One of the most sensitive parameters in hydrological models, the saturated hydraulic conductivity (K s ), is also one of the most problematic measurements at field scale in regard to variability and uncertainty. The performance of a new type of simple and inexpensive field permeameter, the Philip-Dunne permeameter (PD), is compared with two established alternatives, the laboratory constant head permeameter (LP) and the field Guelph permeameter (GP). A PD prototype, a protocol of usage, and a numerical routine to find K s were developed and tested on a 70-point array laid out on an 850-m 2 volcanic soil plot. A power transformation was applied to the raw data using the three methods, and the transformed data were shown to be normally distributed.
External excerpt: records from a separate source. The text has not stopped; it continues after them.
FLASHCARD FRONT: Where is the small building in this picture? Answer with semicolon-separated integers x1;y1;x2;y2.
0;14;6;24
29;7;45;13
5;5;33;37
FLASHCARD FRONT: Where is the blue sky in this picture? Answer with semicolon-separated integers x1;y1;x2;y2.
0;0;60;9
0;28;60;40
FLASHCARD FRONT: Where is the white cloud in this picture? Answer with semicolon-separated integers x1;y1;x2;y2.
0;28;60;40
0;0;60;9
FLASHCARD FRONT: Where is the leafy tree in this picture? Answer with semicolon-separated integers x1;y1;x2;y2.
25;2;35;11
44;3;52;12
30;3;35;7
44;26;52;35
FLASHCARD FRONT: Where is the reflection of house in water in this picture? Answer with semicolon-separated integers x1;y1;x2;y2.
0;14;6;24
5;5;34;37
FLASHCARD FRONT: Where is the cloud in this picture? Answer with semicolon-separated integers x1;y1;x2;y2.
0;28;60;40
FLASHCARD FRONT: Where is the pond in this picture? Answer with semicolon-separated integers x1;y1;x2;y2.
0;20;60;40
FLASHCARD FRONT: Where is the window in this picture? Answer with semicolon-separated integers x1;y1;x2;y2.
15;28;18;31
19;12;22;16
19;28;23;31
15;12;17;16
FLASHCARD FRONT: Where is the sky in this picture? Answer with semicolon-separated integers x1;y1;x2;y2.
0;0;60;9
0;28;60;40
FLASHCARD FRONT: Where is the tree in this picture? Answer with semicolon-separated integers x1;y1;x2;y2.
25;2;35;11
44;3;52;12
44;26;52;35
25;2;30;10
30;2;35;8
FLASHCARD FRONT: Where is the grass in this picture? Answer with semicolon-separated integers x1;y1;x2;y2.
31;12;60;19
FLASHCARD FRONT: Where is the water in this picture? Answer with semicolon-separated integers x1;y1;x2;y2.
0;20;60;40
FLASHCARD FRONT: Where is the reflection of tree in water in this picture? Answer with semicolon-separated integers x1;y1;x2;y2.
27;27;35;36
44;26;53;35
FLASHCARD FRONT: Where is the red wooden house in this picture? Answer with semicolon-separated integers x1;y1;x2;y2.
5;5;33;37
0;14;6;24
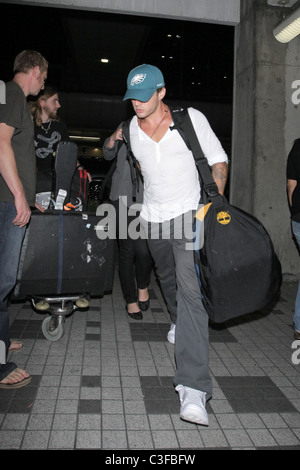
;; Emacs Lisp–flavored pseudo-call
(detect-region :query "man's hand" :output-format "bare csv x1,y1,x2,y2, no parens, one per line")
13,192,31,228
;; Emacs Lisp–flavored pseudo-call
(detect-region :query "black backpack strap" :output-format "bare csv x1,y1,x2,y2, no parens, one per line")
170,107,220,198
122,119,143,201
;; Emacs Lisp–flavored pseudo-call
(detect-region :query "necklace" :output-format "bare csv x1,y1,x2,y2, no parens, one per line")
140,107,169,139
41,121,51,134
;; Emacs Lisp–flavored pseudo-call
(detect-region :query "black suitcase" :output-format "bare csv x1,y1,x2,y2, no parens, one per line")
12,210,115,341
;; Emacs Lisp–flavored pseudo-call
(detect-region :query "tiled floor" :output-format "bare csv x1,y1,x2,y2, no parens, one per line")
0,275,300,452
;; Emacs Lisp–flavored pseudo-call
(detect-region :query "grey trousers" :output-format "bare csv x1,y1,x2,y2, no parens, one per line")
141,213,212,399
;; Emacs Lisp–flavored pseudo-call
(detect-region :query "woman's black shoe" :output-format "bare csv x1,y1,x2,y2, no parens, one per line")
125,307,143,320
139,298,150,312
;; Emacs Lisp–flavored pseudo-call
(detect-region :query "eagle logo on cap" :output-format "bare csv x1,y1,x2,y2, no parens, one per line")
130,73,147,86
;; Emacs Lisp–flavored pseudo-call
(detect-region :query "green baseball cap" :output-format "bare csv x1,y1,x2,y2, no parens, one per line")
123,64,165,102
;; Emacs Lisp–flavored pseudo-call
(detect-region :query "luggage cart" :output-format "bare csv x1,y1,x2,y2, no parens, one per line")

The LP and GP data were better described by a log-normal distribution, whereas the PD data could also be approximated with a power-normal distribution. A factor of 3 was found to relate PD, LP, and GP hydraulic conductivity estimates, E[Ks], such that E[K s -PD] ≅ 3 E[K s -LP]; E[K s -LP] ≅ 3 E[K s -GP]. Such differences may be explained by the different water infiltration geometries and sample wetted volume for the three methods. The PD has advantages over the other two methods in terms of personnel involved, preparation time, and ease of operation. Additionally, the PD methodology required a smaller number of samples (41% less than GP and 69% less than LP) to estimate the population mean K s . Both PD and GP also give the suction at the wetting front, an important parameter that characterizes the unsaturated flow properties of the soil.